Methods: Dextroamphetamine sulfate extended release capsules were administered to 50 patients with unexplained chronic fatigue (thyroid, adrenal, infectious and autoimmune etiologies excluded). The dosage could be increased on a monthly basis to a maximum of 60mg/day. Six months following the final dosage the patients answered a questionnaire: fatigue – 1) worse, 2) stable but no better, 3) slightly better, 4) moderately better, 5) markedly better.
Results: Forty-eight of 50 patients (96%) stated markedly better and 2 patients moderately better.

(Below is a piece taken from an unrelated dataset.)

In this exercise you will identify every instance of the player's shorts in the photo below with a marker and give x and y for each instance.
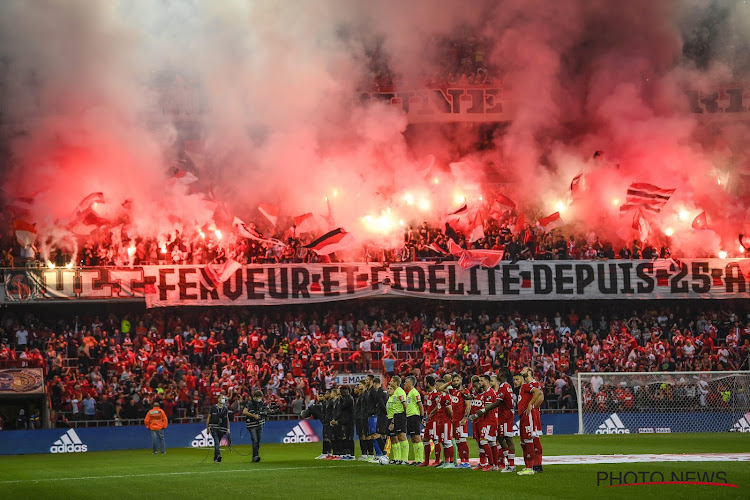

Conclusions: Dextroamphetamine sulfate not only improves the chronic fatigue for patients with cancer and multiple sclerosis, but also very effective relieves chronic fatigue in otherwise physically normal patients. Thus, this study will hopefully encourage palliative care specialists to consider this treatment for chronic fatigue for other debilitating conditions besides cancer and multiple sclerosis. Furthermore, through approved for chronic fatigue for cancer patients, the drug is likely underutilized by palliative care specialists for patients with cancer. Hopefully this study will generate more interest in treating patients with cancer with dextroamphetamine sulfate. The mechanism is likely related to stimulating the release of dopamine from sympathetic nerve fibers. Dopamine decreases cellular permeability and it has been hypothesized that chemicals permeating into mitochondria may cause dysfunction of the mitochondria in muscles leading to fatigue.